Она хорошо помнила, как он перетаскивал сюда Якова Фомича — бегал, подписывал бумаги, нажимал, уговаривал… Никто, конечно, не знал, чего это ему стоило, все привыкли: Элэл сказал, — значит, будет… Тратил себя. И было что тратить.
Было что тратить.
Было…
Звезда вплывает в иллюминатор.
Ольга поворачивается на бок, кладет голову на ладонь. Баба Варя учила: «Ручку под щечку и глазки закрыть!»
Яконур чуть плещется о борт, шепчет: говори, говори…
…Я хотела бы, чтобы в доме было много-много маленьких детских стульчиков. Четыре, шесть, десять. А на них бы сидели человечки с челками и косичками. У одного были бы твои глаза, у другой — реснички, у третьей — улыбка, у четвертого походка… Я бы складывала все это вместе. Получался бы Герасим. И даже когда ты уходил бы работать, и если бы даже долго не появлялся, — все равно я была бы с тобой, складывала бы тебя из них.
(Говорят, женщина может точно узнать, любит ли она своего мужчину, — только спросить себя, хочет ли она, чтобы у нее были от него дети. Я читала об этом или слышала, не помню, но что делать, видишь, запомнила.)

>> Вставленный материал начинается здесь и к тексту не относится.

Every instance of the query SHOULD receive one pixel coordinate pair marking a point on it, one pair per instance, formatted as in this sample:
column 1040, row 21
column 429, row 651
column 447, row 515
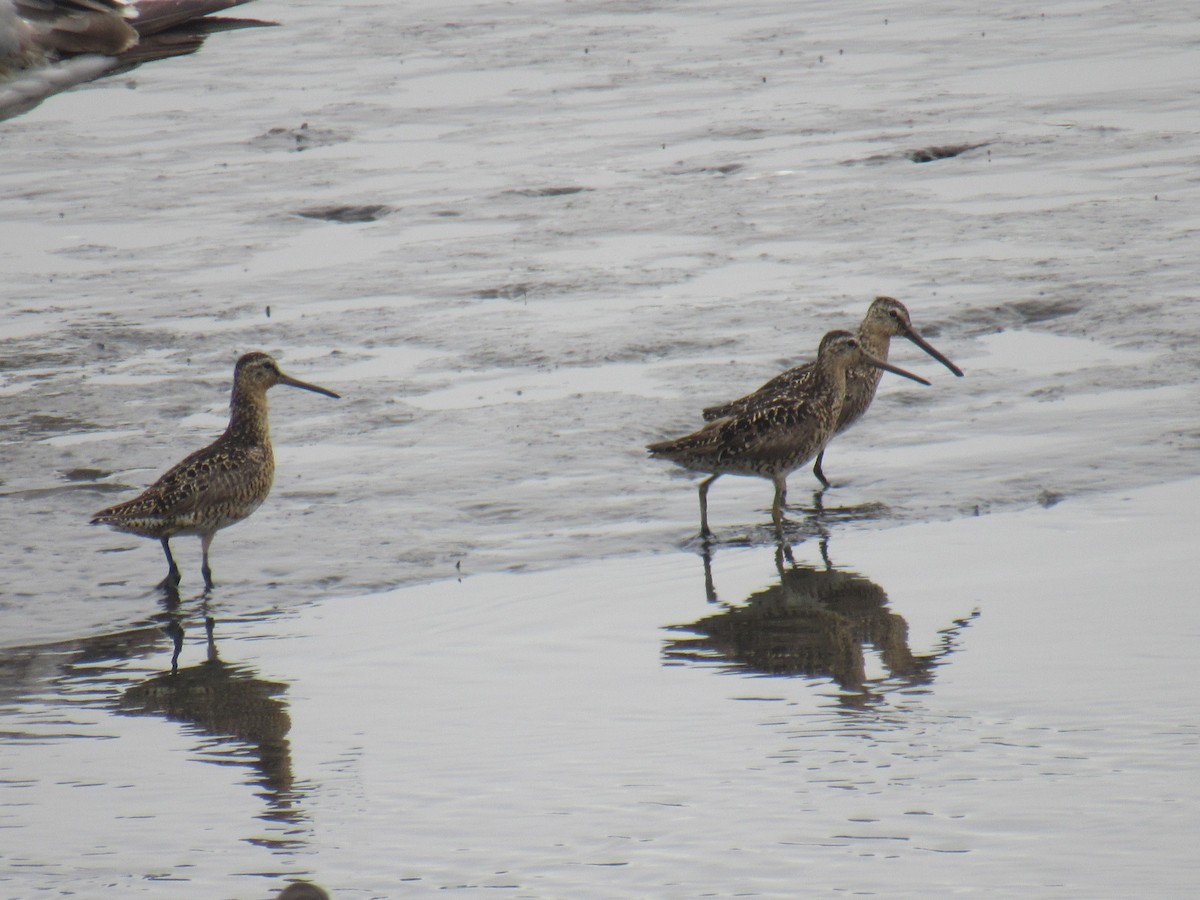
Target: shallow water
column 544, row 237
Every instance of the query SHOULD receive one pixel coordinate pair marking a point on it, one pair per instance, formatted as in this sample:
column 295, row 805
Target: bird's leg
column 703, row 504
column 205, row 541
column 777, row 508
column 817, row 472
column 173, row 576
column 175, row 631
column 709, row 585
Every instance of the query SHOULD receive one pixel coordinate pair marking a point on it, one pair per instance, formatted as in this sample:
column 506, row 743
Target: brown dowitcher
column 36, row 33
column 771, row 435
column 885, row 319
column 219, row 485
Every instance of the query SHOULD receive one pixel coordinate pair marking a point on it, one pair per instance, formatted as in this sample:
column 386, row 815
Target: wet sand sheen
column 523, row 241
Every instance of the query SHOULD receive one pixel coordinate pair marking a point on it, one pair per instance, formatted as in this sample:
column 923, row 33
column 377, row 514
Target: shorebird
column 48, row 46
column 885, row 319
column 771, row 435
column 221, row 484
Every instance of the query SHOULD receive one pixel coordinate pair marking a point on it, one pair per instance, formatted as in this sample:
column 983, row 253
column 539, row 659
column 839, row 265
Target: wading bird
column 221, row 484
column 771, row 435
column 885, row 319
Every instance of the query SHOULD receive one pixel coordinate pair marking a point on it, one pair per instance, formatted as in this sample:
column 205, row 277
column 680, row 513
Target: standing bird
column 886, row 319
column 221, row 484
column 771, row 435
column 49, row 46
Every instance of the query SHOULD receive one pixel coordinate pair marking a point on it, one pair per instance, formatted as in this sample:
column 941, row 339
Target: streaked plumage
column 772, row 433
column 49, row 46
column 886, row 318
column 221, row 484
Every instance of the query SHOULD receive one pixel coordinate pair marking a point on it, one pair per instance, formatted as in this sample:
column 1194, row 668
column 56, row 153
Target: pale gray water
column 586, row 222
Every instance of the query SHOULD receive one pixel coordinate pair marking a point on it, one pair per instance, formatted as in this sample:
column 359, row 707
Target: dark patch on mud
column 546, row 191
column 348, row 214
column 1018, row 313
column 927, row 154
column 945, row 151
column 727, row 169
column 297, row 139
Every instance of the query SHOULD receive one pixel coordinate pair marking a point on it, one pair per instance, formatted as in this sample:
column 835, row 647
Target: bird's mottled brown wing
column 771, row 429
column 785, row 382
column 213, row 475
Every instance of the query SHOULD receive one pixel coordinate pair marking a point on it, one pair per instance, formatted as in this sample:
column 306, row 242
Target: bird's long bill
column 305, row 385
column 887, row 366
column 929, row 348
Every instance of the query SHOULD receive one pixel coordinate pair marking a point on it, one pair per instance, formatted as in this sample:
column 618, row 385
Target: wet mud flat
column 522, row 243
column 925, row 714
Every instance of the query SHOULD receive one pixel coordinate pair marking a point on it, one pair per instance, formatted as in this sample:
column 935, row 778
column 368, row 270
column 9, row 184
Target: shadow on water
column 814, row 622
column 238, row 718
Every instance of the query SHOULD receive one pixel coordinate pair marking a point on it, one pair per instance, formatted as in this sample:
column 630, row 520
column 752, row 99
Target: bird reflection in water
column 813, row 622
column 244, row 714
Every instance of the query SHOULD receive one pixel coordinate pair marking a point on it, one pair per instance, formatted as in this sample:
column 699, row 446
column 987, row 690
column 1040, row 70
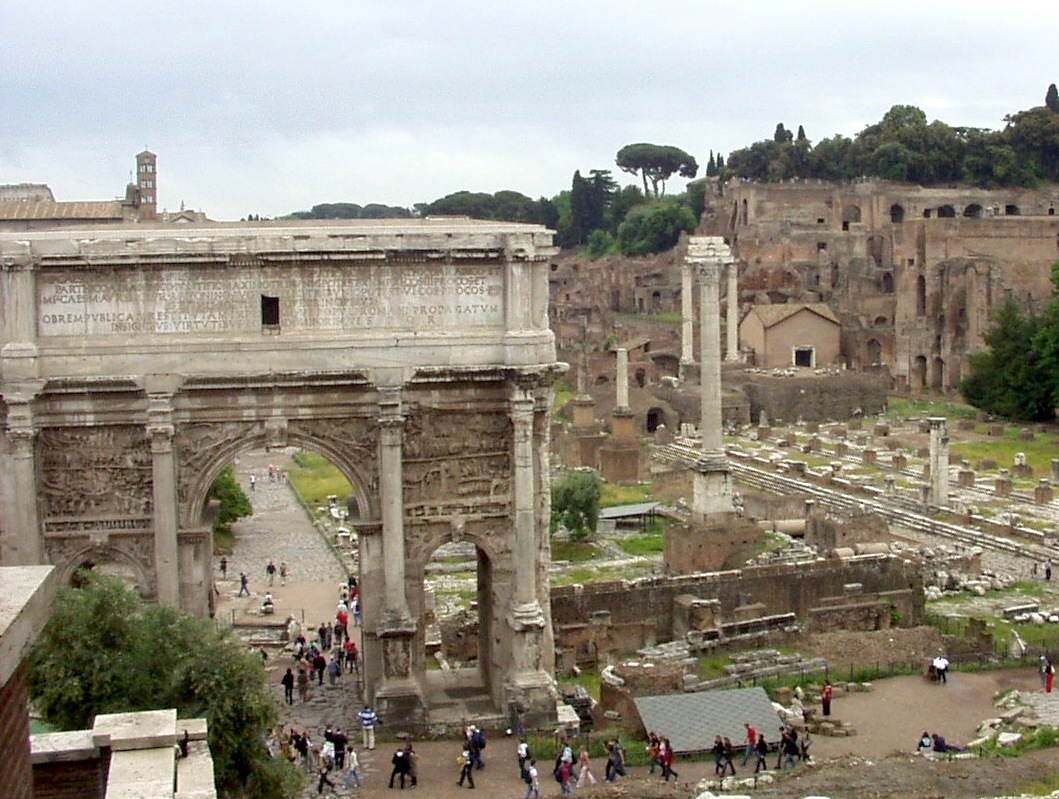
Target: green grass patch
column 614, row 495
column 315, row 478
column 899, row 407
column 643, row 546
column 1039, row 451
column 574, row 551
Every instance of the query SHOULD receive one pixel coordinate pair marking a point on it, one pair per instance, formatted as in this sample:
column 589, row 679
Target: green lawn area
column 1039, row 451
column 315, row 478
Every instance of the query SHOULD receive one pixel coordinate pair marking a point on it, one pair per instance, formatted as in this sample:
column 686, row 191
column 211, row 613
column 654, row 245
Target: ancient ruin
column 416, row 356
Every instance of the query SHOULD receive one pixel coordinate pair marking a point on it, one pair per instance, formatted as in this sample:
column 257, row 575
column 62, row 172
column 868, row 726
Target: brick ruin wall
column 618, row 618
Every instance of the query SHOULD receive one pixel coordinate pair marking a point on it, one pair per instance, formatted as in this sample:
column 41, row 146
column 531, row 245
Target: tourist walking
column 751, row 741
column 585, row 775
column 666, row 752
column 761, row 747
column 466, row 769
column 353, row 768
column 533, row 781
column 288, row 687
column 368, row 721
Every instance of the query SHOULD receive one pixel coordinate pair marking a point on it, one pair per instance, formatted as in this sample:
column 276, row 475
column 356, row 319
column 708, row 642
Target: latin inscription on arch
column 210, row 300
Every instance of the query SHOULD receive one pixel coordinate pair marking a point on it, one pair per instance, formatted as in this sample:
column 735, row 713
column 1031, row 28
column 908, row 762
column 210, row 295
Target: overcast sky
column 269, row 107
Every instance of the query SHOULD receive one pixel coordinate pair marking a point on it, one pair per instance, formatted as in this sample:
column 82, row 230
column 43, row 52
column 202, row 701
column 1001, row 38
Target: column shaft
column 687, row 316
column 164, row 501
column 733, row 313
column 525, row 593
column 710, row 366
column 392, row 494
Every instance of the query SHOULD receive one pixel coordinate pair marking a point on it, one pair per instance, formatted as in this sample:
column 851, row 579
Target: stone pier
column 713, row 482
column 938, row 461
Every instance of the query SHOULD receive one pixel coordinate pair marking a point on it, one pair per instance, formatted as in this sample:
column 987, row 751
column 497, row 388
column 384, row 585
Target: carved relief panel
column 456, row 463
column 94, row 472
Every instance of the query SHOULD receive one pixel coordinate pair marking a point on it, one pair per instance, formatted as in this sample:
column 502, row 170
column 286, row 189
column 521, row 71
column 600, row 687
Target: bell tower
column 146, row 181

Мы бы ждали тебя. Я рассказывала бы им сказки про тридевятое царство. Мы не мешали бы тебе работать. А вернувшись, ты попадал бы в маленькое королевство зеркал. Кривых, прямых, разных. Куда бы ни глянул — узнавал себя в глазах, ресничках, улыбках. Мы бы смеялись все вместе…
Глава третья
Грабли маленько холодили ему ладони. Начал Иван Егорыч от угла, где вывеска, сгребал с лужайки, между домом и оградкой, вдоль берега.
Еще только шестой час пошел, Яконур едва стал проглядывать на свет сквозь туман; на траве держалась крупная, как ягода, роса. Иван Егорыч неторопливо продвигался к дорожке, к песочницам.